LA CARRETA                     

Prólogo de Wilfredo Penco

Montevideo 2004



QUINCUAGESIMOSEGUNDA ENTREGA



XIII (3)



La convicción de Carlitos llenó de fantasmas la noche de los carreros revolucionarios. Iban tirando sus cueros para echarse a dormir, cuando oyeron pasos. La perrada, que había reconocido al caminante, hacía un círculo amistoso a su alrededor. Era Matacabayo. Se acercaba a pedir tabaco, a pesar de que nunca le escaseaba. Pretexto suyo para hacer una visita de sorpresa.


Resobando una chala, dio la orden:


-Mañana me dejan ir adelante, ¿eh? Tengo que campear unos fogones, que son las señales convenidas con nuestro hombre.


“Nuestro hombre” era la primera mención del jefe revolucionario para el que portaban la carga de las tres carretas y la supuesta pólvora o las armas de la carreta solitaria.

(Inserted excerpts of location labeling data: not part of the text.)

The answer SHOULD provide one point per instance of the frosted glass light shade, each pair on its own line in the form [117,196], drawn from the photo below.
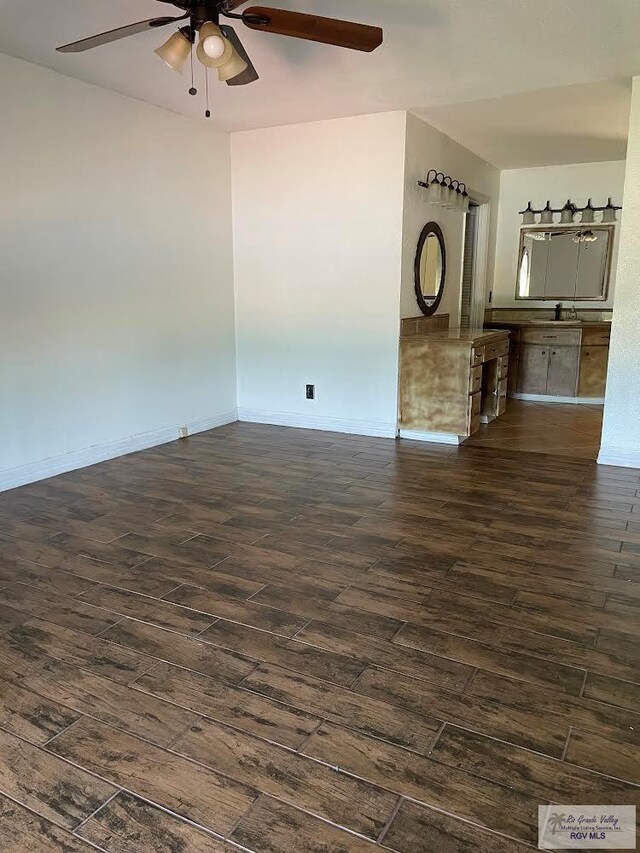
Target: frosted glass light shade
[546,217]
[175,52]
[434,193]
[529,216]
[211,40]
[235,66]
[588,214]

-Como le mande -contestó Jerónimo secamente.


Matacabayo olfateó el altercado. La velada de sus secuaces carecía de la alegría habitual. Buscó los tres rostros. No pudo explorar el de Carlitos, oculto bajo el ala del chambergo. Y se alejó contando los pasos.


No había despuntado el alba, cuando se adelantó la carreta solitaria. Iba remolona, desperezándose. El farol todavía con lumbre bamboleaba entre los ejes. Para Carlitos no pasó inadvertido un detalle: en la jaula donde llevaban gallinas, tan sólo alardeaba un gallo bataraz.


-Ahí va gato encerrau -dijo Manolo con ánimo de provocar al muchacho-. ¿No te parece?


-¿Gato?... Sí, tenés razón, gato de los finos, de esos que comen gallinas… carnecita tierna -contestó lamiéndose los labios.


No era momento para pensar en mujeres. La escarcha cubría los pastos. La imaginación debía de estar aletargada. No obstante, Manolo los tranquilizó con una versión muy de tener en cuenta. En la carreta de Matacabayo viajaba un señorón de la ciudad, un fugitivo. Y metió espuelas su fantasía revolucionaria.


-Debe de ser maula el hombre pa ir así encerrau, sea quien sea -opinó ajustándose el poncho arrollado en el pescuezo-. Pa mí que vos sabés quién va escondido allí, decís que es una paica p’ayudarlo a juir…


Sujetó su caballo. Se disponía a montar, y el pingo, de lomo duro, caracoleaba.


Carlitos, en respuesta a la sospecha del petiso, le hizo una confidencia.


Recostados a un buey manso que les daba calor mientras el sol luchaba por romper la escarcha, le contó que tenía una novia en el pueblo a la que no había podido ver antes de su partida, porque la madre quería entregársela a un caudillo revolucionario que le había prometido cuando ganase la partida.



El relato resultó inverosímil para Manolo. Incrédulo, no le dio ninguna importancia. Montó a caballo por todo comentario. Pero por la noche, calculando que era una de las últimas que le quedaban, pensó a su vez en una mujer, en la suya. Pensó en su suerte si perdía la batalla. Se lo dijo a Jerónimo y se lo contó a Eduardo, y los cuatro hombres no conciliaron el sueño como otras noches, preocupados con el destino de sus mujeres.